The Pandas data frame package has a number of interesting features including complex indices (that allow implicit joins), and time oriented features.

However, a number of Pandas design decisions pose problems for classic (non-finance) data science. Some undesirable sharp edges include:


  * Separate types for atomic columns (such as `int`, `bool`, and `float`) and columns of objects (such as `str`).
  * No out-of-band representation of missing values. Instead, missingness must be signaled by the insertion of a value representing missingness. This causes problems for types that don't have such a representation such as `int` and `bool`.

To work around the above the Pandas data frame have a number of non-avoidable column type promotion rules and cell type promotion rules. These promotion rules can introduce their own complexity.

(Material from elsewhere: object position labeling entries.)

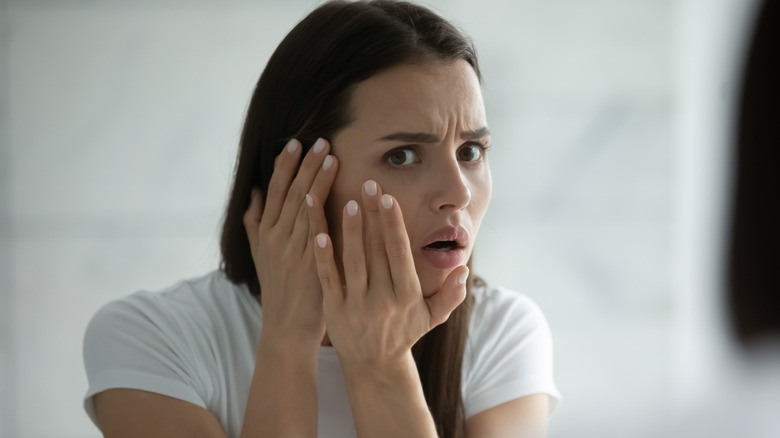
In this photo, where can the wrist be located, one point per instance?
(399, 374)
(286, 345)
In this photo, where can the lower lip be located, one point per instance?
(444, 259)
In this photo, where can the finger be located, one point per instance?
(301, 185)
(323, 181)
(354, 257)
(452, 293)
(302, 233)
(284, 171)
(376, 259)
(317, 221)
(398, 249)
(332, 293)
(252, 217)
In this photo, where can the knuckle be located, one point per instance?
(352, 267)
(397, 250)
(276, 191)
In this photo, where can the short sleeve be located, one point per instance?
(509, 352)
(131, 344)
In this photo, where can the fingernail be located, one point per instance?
(319, 146)
(463, 277)
(292, 146)
(351, 208)
(387, 201)
(370, 187)
(327, 163)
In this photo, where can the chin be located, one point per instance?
(431, 282)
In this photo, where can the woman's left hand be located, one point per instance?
(375, 319)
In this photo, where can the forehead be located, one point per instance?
(425, 98)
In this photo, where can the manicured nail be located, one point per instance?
(319, 146)
(327, 163)
(463, 277)
(292, 146)
(351, 208)
(370, 187)
(387, 201)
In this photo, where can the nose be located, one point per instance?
(450, 187)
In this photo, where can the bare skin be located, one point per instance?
(365, 284)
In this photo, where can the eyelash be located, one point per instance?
(483, 148)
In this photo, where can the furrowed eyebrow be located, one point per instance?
(424, 137)
(411, 137)
(475, 134)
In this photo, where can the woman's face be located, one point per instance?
(419, 132)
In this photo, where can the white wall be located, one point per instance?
(120, 135)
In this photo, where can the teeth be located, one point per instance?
(442, 245)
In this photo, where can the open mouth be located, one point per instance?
(442, 245)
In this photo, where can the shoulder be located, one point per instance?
(498, 310)
(169, 342)
(198, 302)
(508, 352)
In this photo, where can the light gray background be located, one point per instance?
(118, 130)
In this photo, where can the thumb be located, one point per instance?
(448, 298)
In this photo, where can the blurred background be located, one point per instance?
(119, 123)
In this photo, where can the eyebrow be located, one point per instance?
(424, 137)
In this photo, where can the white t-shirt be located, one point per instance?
(197, 341)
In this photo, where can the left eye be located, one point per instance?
(470, 153)
(402, 157)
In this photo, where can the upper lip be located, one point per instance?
(455, 233)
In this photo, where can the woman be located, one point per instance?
(345, 305)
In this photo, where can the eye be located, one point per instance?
(401, 157)
(471, 152)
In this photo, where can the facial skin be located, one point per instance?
(439, 183)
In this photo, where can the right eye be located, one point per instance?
(402, 157)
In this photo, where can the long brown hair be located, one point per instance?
(304, 93)
(753, 274)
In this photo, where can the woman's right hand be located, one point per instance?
(281, 238)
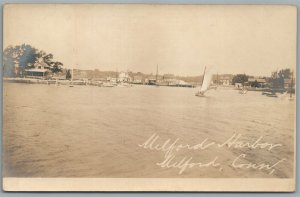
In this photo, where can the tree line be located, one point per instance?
(25, 56)
(276, 80)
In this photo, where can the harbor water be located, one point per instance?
(89, 131)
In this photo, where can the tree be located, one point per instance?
(23, 56)
(277, 78)
(68, 75)
(239, 78)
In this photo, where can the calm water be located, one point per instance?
(61, 131)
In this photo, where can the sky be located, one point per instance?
(181, 40)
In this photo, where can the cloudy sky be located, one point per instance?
(182, 40)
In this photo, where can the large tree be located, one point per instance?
(25, 56)
(277, 78)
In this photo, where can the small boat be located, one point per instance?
(270, 94)
(243, 91)
(108, 85)
(207, 76)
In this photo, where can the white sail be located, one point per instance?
(207, 80)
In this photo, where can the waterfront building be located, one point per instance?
(39, 70)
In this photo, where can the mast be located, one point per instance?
(72, 74)
(203, 75)
(291, 90)
(156, 78)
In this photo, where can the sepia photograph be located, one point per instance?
(116, 97)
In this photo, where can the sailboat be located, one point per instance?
(71, 85)
(207, 76)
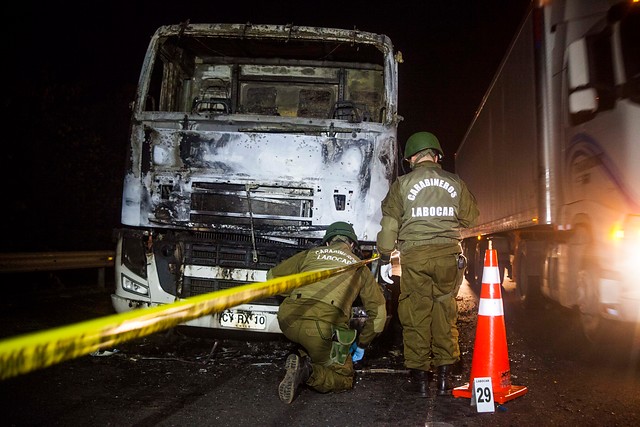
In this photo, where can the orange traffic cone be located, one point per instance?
(490, 357)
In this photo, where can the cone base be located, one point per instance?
(498, 396)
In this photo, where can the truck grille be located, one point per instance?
(237, 204)
(230, 251)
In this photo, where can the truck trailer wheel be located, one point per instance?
(588, 301)
(527, 279)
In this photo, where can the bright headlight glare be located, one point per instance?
(133, 286)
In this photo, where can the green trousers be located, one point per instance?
(314, 335)
(427, 308)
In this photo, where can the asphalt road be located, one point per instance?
(172, 379)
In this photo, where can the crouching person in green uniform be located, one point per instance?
(316, 316)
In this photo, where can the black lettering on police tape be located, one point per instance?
(12, 364)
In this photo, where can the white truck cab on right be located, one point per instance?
(553, 157)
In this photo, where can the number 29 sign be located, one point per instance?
(483, 394)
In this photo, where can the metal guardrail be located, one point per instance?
(25, 262)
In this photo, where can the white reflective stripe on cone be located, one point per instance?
(490, 307)
(491, 275)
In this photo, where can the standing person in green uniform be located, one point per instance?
(316, 316)
(421, 217)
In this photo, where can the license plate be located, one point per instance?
(243, 319)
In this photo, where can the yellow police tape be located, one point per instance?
(37, 350)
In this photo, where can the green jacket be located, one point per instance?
(335, 295)
(426, 206)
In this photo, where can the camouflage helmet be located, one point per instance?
(340, 228)
(421, 141)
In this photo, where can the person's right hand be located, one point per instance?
(384, 269)
(357, 353)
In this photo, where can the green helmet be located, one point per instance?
(340, 228)
(421, 141)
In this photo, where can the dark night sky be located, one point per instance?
(73, 68)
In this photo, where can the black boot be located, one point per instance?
(443, 380)
(299, 370)
(418, 383)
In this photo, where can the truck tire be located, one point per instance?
(527, 280)
(588, 300)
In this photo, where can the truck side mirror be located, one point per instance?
(583, 99)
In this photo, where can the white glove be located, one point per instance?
(385, 273)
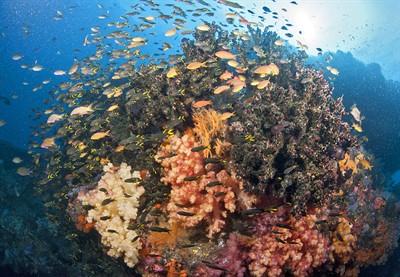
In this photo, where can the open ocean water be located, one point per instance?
(199, 138)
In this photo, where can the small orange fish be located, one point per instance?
(48, 142)
(172, 73)
(221, 89)
(195, 65)
(357, 127)
(263, 84)
(225, 55)
(270, 69)
(82, 110)
(226, 115)
(226, 75)
(119, 148)
(201, 103)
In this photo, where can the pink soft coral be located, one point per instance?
(298, 249)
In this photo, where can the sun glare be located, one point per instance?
(305, 24)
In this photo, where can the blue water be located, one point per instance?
(30, 29)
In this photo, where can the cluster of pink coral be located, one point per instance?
(192, 199)
(232, 258)
(297, 247)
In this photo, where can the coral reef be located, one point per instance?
(242, 164)
(115, 201)
(192, 198)
(295, 247)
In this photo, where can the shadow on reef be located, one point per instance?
(30, 243)
(378, 100)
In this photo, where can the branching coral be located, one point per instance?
(115, 203)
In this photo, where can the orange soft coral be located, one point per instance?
(192, 199)
(208, 125)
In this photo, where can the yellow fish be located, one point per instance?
(100, 135)
(170, 33)
(221, 89)
(113, 107)
(195, 65)
(225, 55)
(357, 127)
(82, 110)
(270, 69)
(172, 73)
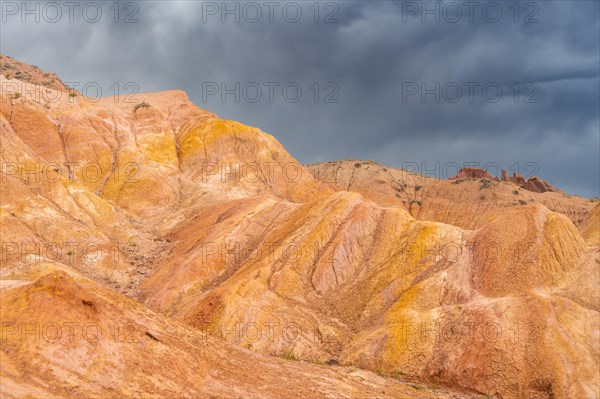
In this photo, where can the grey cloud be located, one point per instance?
(373, 49)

Let's take a look at a Pandas data frame.

In [1]:
# import modules
from pprint import pprint
import numpy as np
import pandas as pd
from typing import Dict, Optional, Set, Type


In [2]:
# show an example data frame
# notice types in the frame are often types from the input data
d =  pd.DataFrame({
        'b': [1, 3, 4],
        'q': np.nan,
        'r': [1, None, 3],
        's': [np.nan, 2.0, 3.0],
        'x': [1, 7.0, 2],
        'y': ["a", None, np.nan],
        'z': [1, 1.0, False],
    })

d

Unnamed: 0,b,q,r,s,x,y,z
0,1,,1.0,,1.0,a,1
1,3,,,2.0,7.0,,1.0
2,4,,3.0,3.0,2.0,,False


Notice that `None` has been converted to `NaN` in column `r`, but not in column `y`. The declared column types tell part of the story.

In [3]:
# column types, not same as cell value types
d.dtypes

b      int64
q    float64
r    float64
s    float64
x    float64
y     object
z     object
dtype: object

To deal with mixed types Pandas must promote the column declarations to something that can contain both the original intended non-null values and the missingness indicators. For integers the column is promoted to floating point, as that allows the of floating point `nan` and use of a non-object column. The floating point promotion causes cell types to be changed from integer to floating point For more complicated cases the column must be promoted to object (a more expensive proposition). The object promotion is used to allow both object cell types and heterogeneous cell types (such as both `float` and `bool`). Without full knowledge of the cell values, the user can not anticipate the chosen conversions and resulting types.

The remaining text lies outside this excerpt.